Luanda - Nos últimos tempos, acendeu-se devido a um debate entre políticos a discussão em torno do impacto da guerra na sociedade angolana nos dias de hoje. Segui atentamente a imensidão de comentários a respeito nas redes sociais, em que claramente a esmagadora maioria dos que se pronunciaram, daqueles que emitiram opinião, defendiam que a guerra já não tem relação directa com a realidade vivida hoje, até porque já se passaram dezoito anos desde o alcance da paz no ano de 2002. Infelizmente, quase ninguém estuda em relação as consequências, do impacto real deste fenômeno e incentivo os especialistas a fazê-lo. Assumo aqui uma visão contrária, que certamente causará alguma polémica mas é a minha visão em relação ao tema e partilho convosco.

Fonte: Club-k.net

O jurista, ao longo da sua trajetória, desde a formação, na vivência, na experiência que vai adquirindo ao longo da formação e no exercício da profissão, acaba em determinados momentos por se tornar parcialmente um sociólogo e de certa forma um psicólogo, tendo em conta que não pode de maneira nenhuma aparta-se ou estar alheio aos fenômenos sociais e da própria análise comportamental do ser humano, dos cidadãos com quem vai interagindo e vivenciando ao longo dos tempos. É nesta perspectiva que me atrevo a analisar este tema. Compreendo, respeito a análise e a visão de cada um destes cidadãos compatriotas, mas não concordo com essa tese minimalista e redutora da questão, na medida em que somando os catorze anos de luta de libertação nacional, que conduziu Angola a independência, aos vinte e sete anos de guerra civil pós independência (quarenta e um anos de guerra), que na prática significaram, mais de quatro décadas sem educação, ou seja, em que a educação lamentavelmente não chegou nem sequer próximo de um quinto da população angolana. Nelson Mandela citou inúmeras vezes o seguinte: “A educação é a arma mais poderosa que se pode usar para mudar o mundo”. Infelizmente o quadro que se seguiu, apesar de momentos a considerar, na globalidade não pode ser considerado positivo.
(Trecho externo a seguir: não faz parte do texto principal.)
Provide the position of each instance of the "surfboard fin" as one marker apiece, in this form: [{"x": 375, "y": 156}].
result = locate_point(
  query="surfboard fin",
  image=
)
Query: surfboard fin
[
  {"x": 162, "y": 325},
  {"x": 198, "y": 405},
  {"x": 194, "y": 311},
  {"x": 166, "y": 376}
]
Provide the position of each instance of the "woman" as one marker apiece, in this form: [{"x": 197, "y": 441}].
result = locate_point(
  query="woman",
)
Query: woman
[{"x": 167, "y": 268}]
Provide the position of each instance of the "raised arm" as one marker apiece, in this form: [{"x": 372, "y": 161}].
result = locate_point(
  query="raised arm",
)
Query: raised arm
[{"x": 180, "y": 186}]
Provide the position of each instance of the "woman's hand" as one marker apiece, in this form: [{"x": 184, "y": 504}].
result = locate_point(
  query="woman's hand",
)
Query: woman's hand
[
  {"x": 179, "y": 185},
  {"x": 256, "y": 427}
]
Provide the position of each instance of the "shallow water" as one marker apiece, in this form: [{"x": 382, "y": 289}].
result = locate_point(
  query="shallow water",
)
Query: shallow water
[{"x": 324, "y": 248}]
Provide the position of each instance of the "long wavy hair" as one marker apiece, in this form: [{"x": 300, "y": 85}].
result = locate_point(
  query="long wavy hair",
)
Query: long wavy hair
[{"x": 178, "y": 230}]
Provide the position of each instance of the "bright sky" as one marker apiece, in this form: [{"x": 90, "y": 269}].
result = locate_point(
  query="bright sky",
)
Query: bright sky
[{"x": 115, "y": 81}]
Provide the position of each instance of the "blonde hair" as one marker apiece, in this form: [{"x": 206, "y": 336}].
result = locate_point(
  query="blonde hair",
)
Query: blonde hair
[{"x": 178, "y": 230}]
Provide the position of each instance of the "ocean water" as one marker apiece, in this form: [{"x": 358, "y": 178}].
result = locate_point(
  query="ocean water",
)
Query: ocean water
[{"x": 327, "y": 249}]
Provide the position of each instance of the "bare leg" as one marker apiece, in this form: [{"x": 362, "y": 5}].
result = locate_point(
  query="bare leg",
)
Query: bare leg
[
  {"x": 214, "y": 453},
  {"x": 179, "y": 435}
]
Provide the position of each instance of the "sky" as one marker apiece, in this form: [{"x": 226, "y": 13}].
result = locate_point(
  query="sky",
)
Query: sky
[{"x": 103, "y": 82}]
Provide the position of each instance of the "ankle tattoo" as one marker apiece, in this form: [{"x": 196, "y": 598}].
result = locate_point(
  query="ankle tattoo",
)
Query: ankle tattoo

A guerra deixou-nos um legado extremamente negativo, não apenas no que as infraestruturas diz respeito, com o país quase destruído por inteiro mas o mais grave, numa degradação total do ser humano no que diz respeito aos valores, aos princípios éticos e morais que os devem nortear, com as famílias completamente desestruturadas e com a proliferação de comportamentos nocivos ao normal desenvolvimento, à paz e a estabilidade social a emergirem e a perpetuarem-se.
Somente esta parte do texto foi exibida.